Mais cela est sur le point de changer.

«Les secteurs les plus émetteurs sont l’énergie et l’agriculture», admet Altangerel, «mais les énergies renouvelables sont nos principales réalisations en matière d’atténuation jusqu’à présent.»

D’un mix renouvelable actuel de 20% de part dans la production totale d’électricité dominée par l’éolien et le solaire, avec l’hydroélectricité et la géothermie, il vise un total de 1356 MW, soit le triple de la capacité installée actuelle d’ici 2030.

Pour réduire la production d’électricité sale, la Mongolie installera également son premier système avancé de stockage d’énergie par batterie à grande échelle en partenariat avec la BAD, facilité par le CAEP. Les énergies renouvelables devraient également fournir le chauffage urbain pendant l’hiver rigoureux de la Mongolie, où le charbon, le bois et même les pneus en caoutchouc sont utilisés par les citadins pauvres.

Faciliter les partenariats avec le secteur privé

L’engagement du secteur privé est essentiel dans la mise en œuvre d’actions climatiques, a déclaré Altangerel.

«Nous ne demandons pas au secteur privé d’aider; nous les contraignons. Avec des primes bien sûr! », Zamba ajoute à moitié en plaisantant. Dans les économies en développement, les partenariats public-privé (PPP) sont essentiels, les gouvernements étant limités en ressources.

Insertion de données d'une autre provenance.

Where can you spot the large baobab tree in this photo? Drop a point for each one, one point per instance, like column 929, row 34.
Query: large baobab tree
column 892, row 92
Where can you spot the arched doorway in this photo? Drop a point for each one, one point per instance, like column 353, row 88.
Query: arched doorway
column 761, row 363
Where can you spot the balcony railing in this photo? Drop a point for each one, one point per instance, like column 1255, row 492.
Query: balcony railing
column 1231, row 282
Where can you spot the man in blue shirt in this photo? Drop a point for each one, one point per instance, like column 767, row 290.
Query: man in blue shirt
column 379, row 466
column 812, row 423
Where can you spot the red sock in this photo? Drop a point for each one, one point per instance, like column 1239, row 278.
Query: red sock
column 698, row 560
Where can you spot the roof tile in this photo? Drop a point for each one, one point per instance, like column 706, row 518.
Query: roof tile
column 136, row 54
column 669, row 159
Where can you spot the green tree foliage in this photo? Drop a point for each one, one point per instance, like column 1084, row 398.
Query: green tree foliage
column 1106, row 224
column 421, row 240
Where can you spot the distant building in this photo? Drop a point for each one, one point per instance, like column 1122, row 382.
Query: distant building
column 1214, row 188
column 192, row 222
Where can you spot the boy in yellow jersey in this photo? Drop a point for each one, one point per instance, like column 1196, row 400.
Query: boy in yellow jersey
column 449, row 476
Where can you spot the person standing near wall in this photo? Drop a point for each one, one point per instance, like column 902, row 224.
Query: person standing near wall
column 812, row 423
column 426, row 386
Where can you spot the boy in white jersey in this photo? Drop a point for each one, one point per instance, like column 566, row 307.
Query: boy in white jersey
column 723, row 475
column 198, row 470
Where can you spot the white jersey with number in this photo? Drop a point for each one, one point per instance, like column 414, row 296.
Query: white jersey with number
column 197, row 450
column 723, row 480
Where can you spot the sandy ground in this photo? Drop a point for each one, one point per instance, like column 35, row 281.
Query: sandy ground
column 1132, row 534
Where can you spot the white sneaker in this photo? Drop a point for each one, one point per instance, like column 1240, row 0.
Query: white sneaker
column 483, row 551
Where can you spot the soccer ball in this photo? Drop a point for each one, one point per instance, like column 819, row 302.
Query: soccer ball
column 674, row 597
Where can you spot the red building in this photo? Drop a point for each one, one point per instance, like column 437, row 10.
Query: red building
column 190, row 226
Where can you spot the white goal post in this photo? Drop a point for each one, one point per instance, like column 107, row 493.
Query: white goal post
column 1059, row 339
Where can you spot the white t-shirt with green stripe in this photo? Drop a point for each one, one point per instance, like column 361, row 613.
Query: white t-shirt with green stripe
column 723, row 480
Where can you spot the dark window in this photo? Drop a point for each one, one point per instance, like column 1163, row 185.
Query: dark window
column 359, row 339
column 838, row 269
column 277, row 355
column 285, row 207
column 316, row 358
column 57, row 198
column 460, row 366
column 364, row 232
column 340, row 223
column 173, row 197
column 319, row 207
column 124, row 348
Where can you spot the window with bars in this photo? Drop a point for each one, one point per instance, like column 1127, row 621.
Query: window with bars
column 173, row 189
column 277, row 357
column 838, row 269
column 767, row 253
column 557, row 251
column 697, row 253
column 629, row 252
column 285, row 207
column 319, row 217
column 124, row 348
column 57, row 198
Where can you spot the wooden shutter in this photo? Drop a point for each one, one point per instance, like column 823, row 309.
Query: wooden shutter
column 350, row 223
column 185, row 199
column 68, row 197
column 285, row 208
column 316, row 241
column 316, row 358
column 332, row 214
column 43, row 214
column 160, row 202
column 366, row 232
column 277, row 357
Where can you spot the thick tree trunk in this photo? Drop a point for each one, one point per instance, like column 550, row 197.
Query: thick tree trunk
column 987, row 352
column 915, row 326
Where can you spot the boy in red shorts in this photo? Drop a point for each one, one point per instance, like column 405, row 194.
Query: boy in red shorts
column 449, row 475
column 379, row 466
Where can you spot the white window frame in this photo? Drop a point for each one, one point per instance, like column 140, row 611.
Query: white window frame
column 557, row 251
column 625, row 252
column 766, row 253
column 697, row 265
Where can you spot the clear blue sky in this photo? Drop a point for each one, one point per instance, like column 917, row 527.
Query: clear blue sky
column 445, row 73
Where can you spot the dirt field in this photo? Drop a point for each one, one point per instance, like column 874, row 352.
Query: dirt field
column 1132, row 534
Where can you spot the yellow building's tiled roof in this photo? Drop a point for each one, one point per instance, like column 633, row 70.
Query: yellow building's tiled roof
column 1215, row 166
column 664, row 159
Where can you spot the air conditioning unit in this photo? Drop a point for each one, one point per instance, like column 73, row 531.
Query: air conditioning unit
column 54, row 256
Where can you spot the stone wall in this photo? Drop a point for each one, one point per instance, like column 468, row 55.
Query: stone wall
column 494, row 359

Le gouvernement a donné la priorité à la coopération avec le secteur privé dans la mise en œuvre des CDN et des politiques pertinentes.

Après que XacBank, l’une des grandes institutions financières commerciales de Mongolie soit devenue en 2019 la première Entité Accréditée du secteur privé pour le FVC, la banque décaisse des prêts verts fournis par le FVC à de grands projets solaires. La Banque du commerce et du développement est la deuxième banque à être désignée Entité accréditée pour le FVC. La Mongolie a également proposé une société mongole de Financement Vert en coopération avec le FVC, qui deviendra le principal organisme national de financement vert.

«Compte tenu de l’efficacité et du processus rapide du programme CAEP, notre gouvernement envisage d’étendre sa collaboration avec le Partenariat CDN au niveau sectoriel pour la mise en œuvre des objectifs et des activités de CDN spécifiques au secteur», a déclaré Altangerel à IPS.